Comme dans d'autres régions d'Algérie, l'Ouest oranais a subi les ravages du colonialisme français, caractérisé par une politique visant à semer la discorde parmi les Algériens. Les bureaux arabes, chargés d'alimenter les rivalités entre tribus et grandes familles, ont exacerbé les tensions, notamment entre la branche des Ghraba, à laquelle appartenait Cheikh Bouamama, et celle des Chraga, ses cousins germains. Conscient des intentions des colonisateurs, Cheikh Bouamama proclama la lutte pour libérer le pays du joug français, un combat qu'il mena jusqu'en 1908.
L'histoire du sud oranais montre que, depuis la résistance des Ouled Sidi Cheikh, la région bénéficiait d'une relative autonomie dans la gestion de ses affaires internes. La faible présence de colons et la présence d’un unique poste militaire français à Labiod Sidi Cheikh (fraction des Chraga) expliquent cette situation. Cependant, après des combats acharnés, la famille des Ouled Sidi Cheikh fut dispersée : certains membres s'exilèrent au Maroc, d'autres s'établirent dans l'extrême sud, à Goléa.
Après une trêve observée à partir de 1864, la résistance reprit sous l'égide de Cheikh Si Mâamar ibn Cheikh Tayeb, chef des Ghraba, dès avril 1875. Contraint à l'abandon et assigné à résidence, il céda la place à Cheikh Bouamama, qui, entre 1878 et 1880, brandit l'étendard de la lutte contre l'expansion coloniale française dans les régions sahariennes.
Le déclencheur principal de la résistance fut l'assassinat, le 22 avril 1881, du lieutenant Wayne Bruner, chef du bureau arabe d’El Bayadh, et de quatre spahis, lors d'une tentative infructueuse de neutraliser Cheikh Bouamama.
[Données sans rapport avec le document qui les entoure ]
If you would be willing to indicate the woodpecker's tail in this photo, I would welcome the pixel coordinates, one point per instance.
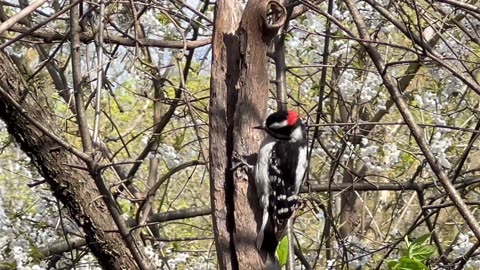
(269, 242)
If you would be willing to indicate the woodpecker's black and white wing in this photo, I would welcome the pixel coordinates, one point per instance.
(279, 173)
(289, 163)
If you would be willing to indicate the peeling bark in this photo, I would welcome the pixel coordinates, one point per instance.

Cet événement marqua le début des hostilités ouvertes avec l’administration coloniale.
En tant que chef de zaouia et homme de religion, Cheikh Bouamama était profondément imprégné de l’idée d’une lutte sainte contre les colonisateurs chrétiens. Les idées réformistes de Djamel Eddine El Afghani et du Sultan Abdul Hamid II, prônant une alliance islamique pour chasser les colonisateurs, influencèrent directement ses convictions. Ces idées, véhiculées par des voyageurs de l’Orient arabe et les prédicateurs de la tariqa senoussya, sensibilisèrent les populations sahariennes à la menace coloniale, renforçant la détermination de Cheikh Bouamama.
La dégradation des conditions économiques dans le sud oranais joua un rôle crucial. Une famine dévastatrice, combinée à la politique oppressive des autorités françaises, notamment l’interdiction de déplacement imposée à certaines tribus (Aflou, El Bayadh, monts du Ksour) entre 1879 et 1881, provoqua une crise majeure. Cette mesure entraîna la perte de 80 % du cheptel à Aflou (37 % en 1879-1880 et 43 % en 1880-1881). Par ailleurs, la volonté française d’établir un poste militaire à Ksar Tiout, après l’échec d’un projet de voie ferrée en 1879, attisa le mécontentement.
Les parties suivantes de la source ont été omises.